In 2011, the energy and financial services sectors were anticipated to see significant merger and acquisition (M&A) activity, and they have indeed experienced notable developments.
In the energy sector, rising oil prices, geopolitical uncertainties, and lingering effects from the financial crisis have contributed to ongoing volatility. Companies with substantial cash reserves, including those from emerging markets, have been particularly active in pursuing domestic and international acquisitions.

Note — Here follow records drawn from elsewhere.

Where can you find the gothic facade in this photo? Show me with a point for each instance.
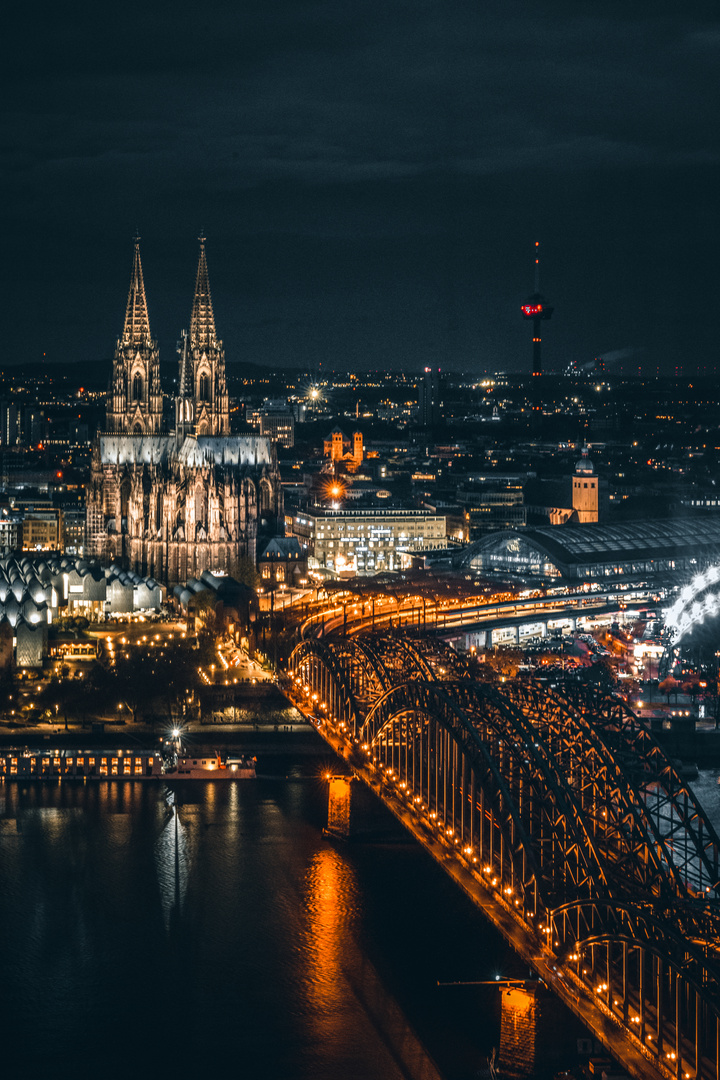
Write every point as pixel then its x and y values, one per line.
pixel 170 504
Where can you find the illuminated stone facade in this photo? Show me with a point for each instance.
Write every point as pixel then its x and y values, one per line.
pixel 173 504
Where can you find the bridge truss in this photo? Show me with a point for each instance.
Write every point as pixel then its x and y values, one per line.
pixel 595 856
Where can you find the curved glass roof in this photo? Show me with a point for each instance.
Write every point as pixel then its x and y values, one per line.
pixel 571 544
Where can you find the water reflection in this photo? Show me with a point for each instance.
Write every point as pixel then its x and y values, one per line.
pixel 330 902
pixel 172 851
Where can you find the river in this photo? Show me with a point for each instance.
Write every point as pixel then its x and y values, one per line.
pixel 212 928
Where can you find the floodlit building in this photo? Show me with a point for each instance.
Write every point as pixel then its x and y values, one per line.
pixel 365 541
pixel 173 505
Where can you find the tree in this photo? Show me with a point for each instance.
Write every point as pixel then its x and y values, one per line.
pixel 246 572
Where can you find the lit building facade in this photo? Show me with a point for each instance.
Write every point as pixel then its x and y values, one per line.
pixel 174 504
pixel 365 541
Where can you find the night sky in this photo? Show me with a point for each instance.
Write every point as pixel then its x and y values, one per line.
pixel 371 177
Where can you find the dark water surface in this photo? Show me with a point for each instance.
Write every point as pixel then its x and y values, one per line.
pixel 212 929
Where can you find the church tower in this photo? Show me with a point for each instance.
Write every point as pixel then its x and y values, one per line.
pixel 585 490
pixel 202 404
pixel 135 401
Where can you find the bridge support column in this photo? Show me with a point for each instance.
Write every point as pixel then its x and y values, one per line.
pixel 518 1033
pixel 339 805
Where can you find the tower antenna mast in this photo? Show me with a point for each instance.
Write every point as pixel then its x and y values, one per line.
pixel 535 309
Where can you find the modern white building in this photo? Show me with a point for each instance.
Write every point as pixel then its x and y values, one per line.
pixel 365 541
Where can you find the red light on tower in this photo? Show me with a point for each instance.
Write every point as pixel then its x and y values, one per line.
pixel 537 309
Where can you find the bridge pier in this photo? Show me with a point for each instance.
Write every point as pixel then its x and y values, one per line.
pixel 518 1033
pixel 339 807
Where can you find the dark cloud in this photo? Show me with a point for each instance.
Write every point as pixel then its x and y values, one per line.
pixel 371 175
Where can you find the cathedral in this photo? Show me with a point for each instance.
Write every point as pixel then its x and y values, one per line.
pixel 170 504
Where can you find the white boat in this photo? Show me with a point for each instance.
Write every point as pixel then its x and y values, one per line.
pixel 211 767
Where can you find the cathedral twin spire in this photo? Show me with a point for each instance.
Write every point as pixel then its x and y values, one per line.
pixel 135 402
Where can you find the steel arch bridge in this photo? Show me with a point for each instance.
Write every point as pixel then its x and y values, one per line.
pixel 560 814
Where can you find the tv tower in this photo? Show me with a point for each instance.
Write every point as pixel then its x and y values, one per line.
pixel 537 309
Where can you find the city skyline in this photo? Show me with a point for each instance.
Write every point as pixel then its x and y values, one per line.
pixel 371 183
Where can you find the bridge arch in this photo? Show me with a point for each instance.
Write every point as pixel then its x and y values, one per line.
pixel 426 746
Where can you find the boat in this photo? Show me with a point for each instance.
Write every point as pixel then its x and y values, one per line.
pixel 25 764
pixel 213 766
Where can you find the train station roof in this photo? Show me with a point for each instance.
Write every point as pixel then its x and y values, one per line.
pixel 632 549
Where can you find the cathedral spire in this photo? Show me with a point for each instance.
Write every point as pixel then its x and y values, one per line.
pixel 135 399
pixel 202 320
pixel 136 329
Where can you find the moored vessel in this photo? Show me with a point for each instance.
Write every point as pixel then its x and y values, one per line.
pixel 213 766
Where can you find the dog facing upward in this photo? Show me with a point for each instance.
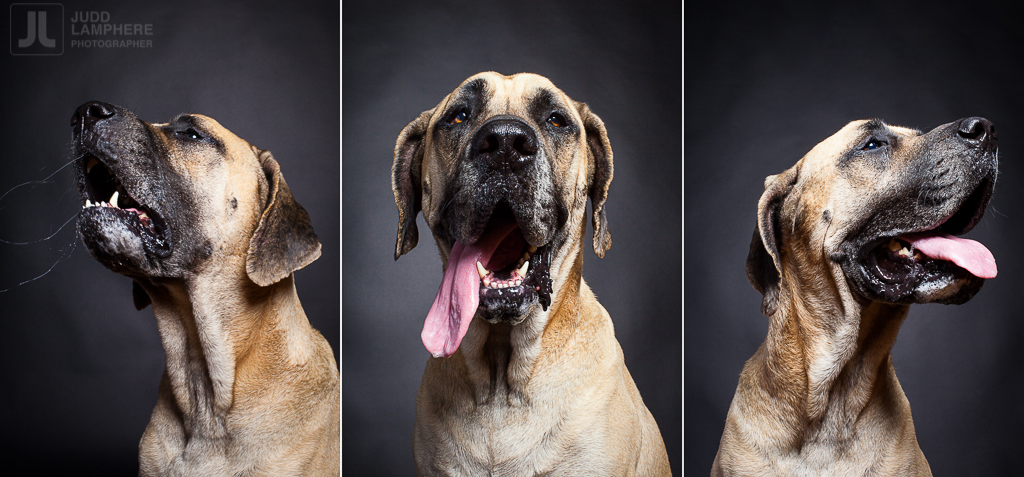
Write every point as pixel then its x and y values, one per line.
pixel 206 226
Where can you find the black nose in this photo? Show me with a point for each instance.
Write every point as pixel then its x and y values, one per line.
pixel 977 131
pixel 91 113
pixel 505 143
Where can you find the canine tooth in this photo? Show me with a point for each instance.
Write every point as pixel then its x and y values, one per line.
pixel 522 269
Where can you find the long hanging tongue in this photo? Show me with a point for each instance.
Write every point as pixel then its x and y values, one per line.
pixel 459 294
pixel 967 254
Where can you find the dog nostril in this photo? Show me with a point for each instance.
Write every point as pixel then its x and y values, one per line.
pixel 523 145
pixel 976 129
pixel 488 144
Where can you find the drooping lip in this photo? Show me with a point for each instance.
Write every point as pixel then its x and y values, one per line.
pixel 104 193
pixel 960 222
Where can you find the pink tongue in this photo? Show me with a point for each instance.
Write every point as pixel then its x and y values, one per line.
pixel 969 255
pixel 459 294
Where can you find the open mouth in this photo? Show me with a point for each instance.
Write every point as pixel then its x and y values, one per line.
pixel 107 198
pixel 516 271
pixel 500 275
pixel 918 264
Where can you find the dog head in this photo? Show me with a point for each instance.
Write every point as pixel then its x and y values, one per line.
pixel 884 204
pixel 502 169
pixel 162 200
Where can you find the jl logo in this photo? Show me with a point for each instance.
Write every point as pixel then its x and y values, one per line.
pixel 36 29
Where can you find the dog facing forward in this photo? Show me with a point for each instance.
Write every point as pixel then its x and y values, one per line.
pixel 526 377
pixel 207 228
pixel 847 239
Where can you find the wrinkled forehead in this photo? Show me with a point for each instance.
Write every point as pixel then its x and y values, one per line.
pixel 223 139
pixel 853 135
pixel 857 131
pixel 493 93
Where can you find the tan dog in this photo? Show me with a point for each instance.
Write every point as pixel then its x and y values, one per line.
pixel 208 229
pixel 847 239
pixel 527 378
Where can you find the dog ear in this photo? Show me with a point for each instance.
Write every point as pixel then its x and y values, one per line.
pixel 284 241
pixel 406 181
pixel 600 172
pixel 763 267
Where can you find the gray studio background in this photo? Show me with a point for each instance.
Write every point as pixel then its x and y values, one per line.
pixel 79 365
pixel 622 58
pixel 765 83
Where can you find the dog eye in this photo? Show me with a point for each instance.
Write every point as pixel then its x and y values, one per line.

China has notably increased its investment in global energy assets. For example, PetroChina International Investment agreed to invest $5.4 billion to establish a 50-50 joint venture with Canada-based Encana to develop shale gas production. This partnership covers 1.3 million acres in Cutbank Ridge and includes substantial infrastructure for gas processing and storage.

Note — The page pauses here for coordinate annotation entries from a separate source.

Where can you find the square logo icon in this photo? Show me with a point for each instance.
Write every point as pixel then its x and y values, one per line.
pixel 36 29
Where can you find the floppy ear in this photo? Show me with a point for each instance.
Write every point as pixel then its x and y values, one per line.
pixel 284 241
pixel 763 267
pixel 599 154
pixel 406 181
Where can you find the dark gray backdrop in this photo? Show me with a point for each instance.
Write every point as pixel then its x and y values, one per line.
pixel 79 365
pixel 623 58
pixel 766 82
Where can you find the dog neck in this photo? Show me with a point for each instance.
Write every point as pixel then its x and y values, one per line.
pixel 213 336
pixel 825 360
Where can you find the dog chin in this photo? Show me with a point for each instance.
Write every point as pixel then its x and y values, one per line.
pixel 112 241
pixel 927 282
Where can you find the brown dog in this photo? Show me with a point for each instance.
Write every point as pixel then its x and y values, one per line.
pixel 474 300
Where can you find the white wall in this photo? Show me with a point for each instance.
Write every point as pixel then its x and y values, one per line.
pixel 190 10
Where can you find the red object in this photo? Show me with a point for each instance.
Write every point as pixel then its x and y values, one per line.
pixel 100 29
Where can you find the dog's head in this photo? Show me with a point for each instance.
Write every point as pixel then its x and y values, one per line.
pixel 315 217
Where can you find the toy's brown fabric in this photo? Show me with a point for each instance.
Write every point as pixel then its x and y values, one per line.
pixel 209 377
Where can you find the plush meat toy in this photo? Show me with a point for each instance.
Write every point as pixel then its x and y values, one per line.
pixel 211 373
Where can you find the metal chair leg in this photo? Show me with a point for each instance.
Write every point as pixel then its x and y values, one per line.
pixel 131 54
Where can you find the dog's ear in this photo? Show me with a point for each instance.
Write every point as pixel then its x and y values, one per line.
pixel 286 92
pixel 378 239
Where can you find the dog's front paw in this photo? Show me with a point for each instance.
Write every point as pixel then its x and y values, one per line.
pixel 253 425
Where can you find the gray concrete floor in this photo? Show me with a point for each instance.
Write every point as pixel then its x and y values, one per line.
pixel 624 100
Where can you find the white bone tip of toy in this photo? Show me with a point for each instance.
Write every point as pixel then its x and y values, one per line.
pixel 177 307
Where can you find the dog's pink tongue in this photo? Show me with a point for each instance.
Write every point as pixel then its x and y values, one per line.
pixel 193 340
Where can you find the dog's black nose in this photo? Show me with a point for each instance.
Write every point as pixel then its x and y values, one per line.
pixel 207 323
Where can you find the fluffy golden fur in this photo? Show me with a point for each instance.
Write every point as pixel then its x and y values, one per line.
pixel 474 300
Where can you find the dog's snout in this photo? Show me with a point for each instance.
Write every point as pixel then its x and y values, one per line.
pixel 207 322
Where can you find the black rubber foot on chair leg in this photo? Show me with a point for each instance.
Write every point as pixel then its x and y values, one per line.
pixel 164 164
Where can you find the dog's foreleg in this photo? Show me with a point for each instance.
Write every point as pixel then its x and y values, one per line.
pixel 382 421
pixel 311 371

PetroChina has also expressed interest in collaborating with major Canadian oil and gas firms and is exploring opportunities in LNG and oil sands projects in Canada and China.

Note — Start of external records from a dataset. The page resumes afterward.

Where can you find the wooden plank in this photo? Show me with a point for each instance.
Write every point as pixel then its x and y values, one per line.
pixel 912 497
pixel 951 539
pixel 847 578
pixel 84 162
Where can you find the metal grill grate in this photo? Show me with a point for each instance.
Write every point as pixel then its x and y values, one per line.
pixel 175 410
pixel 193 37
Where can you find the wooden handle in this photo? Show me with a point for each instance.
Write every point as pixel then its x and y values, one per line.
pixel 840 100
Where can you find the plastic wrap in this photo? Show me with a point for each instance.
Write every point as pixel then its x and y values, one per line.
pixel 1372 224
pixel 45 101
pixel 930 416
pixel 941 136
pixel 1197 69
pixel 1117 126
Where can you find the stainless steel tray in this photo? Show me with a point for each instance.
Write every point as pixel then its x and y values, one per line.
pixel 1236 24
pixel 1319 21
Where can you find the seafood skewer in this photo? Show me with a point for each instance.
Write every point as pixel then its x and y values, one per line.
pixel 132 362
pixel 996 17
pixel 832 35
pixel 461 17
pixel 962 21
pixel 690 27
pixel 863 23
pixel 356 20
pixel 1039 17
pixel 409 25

Abu Dhabi’s sovereign wealth fund, International Petroleum Investment Company (IPIC), has expanded its presence in the European energy sector. IPIC agreed to pay $7.2 billion to acquire the remaining 52.9% stake in Spain’s second-largest oil company, Cepsa, from Total and other investors. This acquisition aligns with Abu Dhabi’s strategy to enhance its downstream capabilities, as Cepsa operates refineries, service stations, and petrochemical facilities.
In another significant transaction, BP acquired a 30% stake in 23 oil and gas blocks from Reliance Industries for $9 billion. This move is part of BP’s strategy to shift focus to emerging markets following the Gulf of Mexico oil spill and the ongoing closure of US exploration drilling. BP’s partnership with Reliance extends to a deepwater project off the east coast of India, and the company also holds a 71% stake in Castrol India.
In the financial services sector, significant M&A activities have been prominent. Proposed mergers among major global stock exchanges have captured attention, and several bank mergers are underway.
In Greece, the National Bank of Greece made an unsolicited all-share offer valued at approximately $4 billion to acquire Alpha Bank. Alpha Bank rejected the offer, citing concerns over the current economic environment and unfavorable terms for its shareholders.
In Russia, Bank VTB acquired a 46.5% stake in AKB Bank Moskvy (Bank of Moscow), with plans to eventually acquire 100% of the bank. Bank of Moscow is closely linked to the Moscow city administration and was previously associated with the former mayor Yuri Luzhkov, who was dismissed last September.